A failing Sync-Link test reports the cables which failed to satisfy the cluster topology that is being tested by pointing to the Bow-2000 and Sync-Link port numbers of the failing Sync-Link. In the example command below, two Sync-Link cables between “ipum1” and “ipum2” fail:
The link between “ipum1” Sync-Link port 6 and “ipum2” Sync-Link port 2
The link between “ipum1” Sync-Link port 7 and “ipum2” Sync-Link port 3
This is an indication of either faulty cabling or an incorrect cluster definition that doesn’t reflect the intended cabling.
$ vipu-admin test cluster cluster1 –sync
Showing test results for cluster cluster1:
+-----------+----------+--------+----------------------+
| Test Type | Duration | Passed | Summary |
+===========+==========+========+======================+
| Sync-Link | 0.90s | x/y | Failed Sync Links: |
+-----------+----------+--------+----------------------+
| | | | ipum1:6 <--> 2:ipum2 |
+-----------+----------+--------+----------------------+
| | | | ipum1:7 <--> 3:ipum2 |
+-----------+----------+--------+----------------------+
test (cluster): failed: Some tests failed.
IPU-Link training test
IPU-Link training test verifies IPU-Link readiness for IPU-Links between and within Bow-2000 IPU-Machines (OSFP cables). An IPU-Link test can be invoked with the --ipulink
option in the test cluster command. A failing test will indicate which IPU-Links are failing by pointing to the agent and cluster port enumeration of the failing IPU-Link. In the following example, we test a cluster where the IPU-Links have been disconnected between the first and second Bow-2000 IPU-Machines.
$vipu-admin test cluster cluster1 –ipulink
Showing test results for cluster cluster1:
+-----------+----------+--------+----------------------------------------------------+
| Test Type | Duration | Passed | Summary |
+===========+==========+========+====================================================+
| IPU-Link | 34.57s | x/y | Failed Links |
+-----------+----------+--------+----------------------------------------------------+
| | | | ipum1:4 [pending g1x1] <--> ipum2:8 [pending g1x1] |
+-----------+----------+--------+----------------------------------------------------+
| | | | ipum1:3 [pending g1x1] <--> ipum2:7 [pending g1x1] |
+-----------+----------+--------+----------------------------------------------------+
| | | | ipum1:2 [pending g1x1] <--> ipum2:6 [pending g1x1] |
+-----------+----------+--------+----------------------------------------------------+
| | | | ipum1:1 [pending g1x1] <--> ipum2:5 [pending g1x1] |
+-----------+----------+--------+----------------------------------------------------+
test (cluster): failed: Some tests failed.
IPU-Link traffic test
The traffic test acts as a smoke test for all IPU-Links of a cluster before deploying applications.

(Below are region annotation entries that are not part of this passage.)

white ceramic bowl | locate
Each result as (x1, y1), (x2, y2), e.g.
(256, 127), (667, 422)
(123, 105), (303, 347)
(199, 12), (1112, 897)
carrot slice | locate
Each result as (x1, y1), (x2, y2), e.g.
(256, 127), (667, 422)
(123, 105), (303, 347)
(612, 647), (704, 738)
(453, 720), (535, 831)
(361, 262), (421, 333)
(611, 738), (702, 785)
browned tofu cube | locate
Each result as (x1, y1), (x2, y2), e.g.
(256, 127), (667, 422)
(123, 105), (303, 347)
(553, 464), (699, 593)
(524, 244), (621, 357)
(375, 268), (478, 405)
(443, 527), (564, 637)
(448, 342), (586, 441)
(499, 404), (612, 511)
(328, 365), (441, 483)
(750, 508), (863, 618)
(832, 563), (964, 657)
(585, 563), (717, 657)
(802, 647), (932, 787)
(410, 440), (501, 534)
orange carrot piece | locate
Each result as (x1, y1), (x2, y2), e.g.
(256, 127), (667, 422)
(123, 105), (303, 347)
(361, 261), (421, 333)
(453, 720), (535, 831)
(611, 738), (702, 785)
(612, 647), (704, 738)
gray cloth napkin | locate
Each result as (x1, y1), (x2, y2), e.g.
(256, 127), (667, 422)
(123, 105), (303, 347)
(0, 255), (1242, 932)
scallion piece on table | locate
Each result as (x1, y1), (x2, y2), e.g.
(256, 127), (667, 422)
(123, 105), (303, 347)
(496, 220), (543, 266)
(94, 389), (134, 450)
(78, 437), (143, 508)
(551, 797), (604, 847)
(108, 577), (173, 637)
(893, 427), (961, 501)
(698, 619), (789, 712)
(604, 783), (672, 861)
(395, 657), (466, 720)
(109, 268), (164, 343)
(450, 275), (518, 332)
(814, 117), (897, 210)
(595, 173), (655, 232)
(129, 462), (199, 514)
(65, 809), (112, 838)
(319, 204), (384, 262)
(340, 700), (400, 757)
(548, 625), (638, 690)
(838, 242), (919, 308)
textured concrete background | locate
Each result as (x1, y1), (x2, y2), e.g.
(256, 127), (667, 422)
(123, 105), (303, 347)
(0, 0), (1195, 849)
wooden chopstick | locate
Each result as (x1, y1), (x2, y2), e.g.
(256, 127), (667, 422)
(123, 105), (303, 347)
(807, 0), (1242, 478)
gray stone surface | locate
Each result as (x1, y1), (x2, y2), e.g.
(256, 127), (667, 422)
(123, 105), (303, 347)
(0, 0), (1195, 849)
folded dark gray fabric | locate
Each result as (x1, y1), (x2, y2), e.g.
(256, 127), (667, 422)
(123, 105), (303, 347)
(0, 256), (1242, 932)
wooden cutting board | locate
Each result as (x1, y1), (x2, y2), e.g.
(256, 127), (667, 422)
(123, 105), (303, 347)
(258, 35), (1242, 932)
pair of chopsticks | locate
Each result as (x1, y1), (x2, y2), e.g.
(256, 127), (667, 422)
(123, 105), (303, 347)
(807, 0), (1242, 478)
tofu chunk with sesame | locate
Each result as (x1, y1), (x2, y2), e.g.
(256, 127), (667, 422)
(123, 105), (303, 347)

The traffic test can be invoked with the --traffic
option. Note that for a traffic test to pass, a prerequisite is that the IPU-Link and IPU-Link training tests have passed.
$ vipu-admin test cluster cluster1 –-traffic
+---------+----------+--------+---------------------------------------------------+
| Test | Duration | Passed | Summary |
+=========+==========+========+===================================================+
| Traffic | 92.23s | 3/4 | Traffic test failed |
+---------+----------+--------+---------------------------------------------------+
| | | | Errors encountered in traffic test 1 |
+---------+----------+--------+---------------------------------------------------+
| | | | corrected link errors: 460 |
+---------+----------+--------+---------------------------------------------------+
| | | | error counter IPU-Link 1 in ipum1, IPU '1' is 250 |
+---------+----------+--------+---------------------------------------------------+
| | | | error counter IPU-Link 1 in ipum4, IPU '1' is 210 |
+---------+----------+--------+---------------------------------------------------+
test cluster (cluster1): failed: Some tests failed.
This example shows a situation where the IPU-link traffic test has failed due to too many correctable errors being detected. Should this occur please try reseating the IPU-Link cables associated with the referenced Bow-2000 IPU-Machines. If that does not resolve the issue, please contact Graphcore support.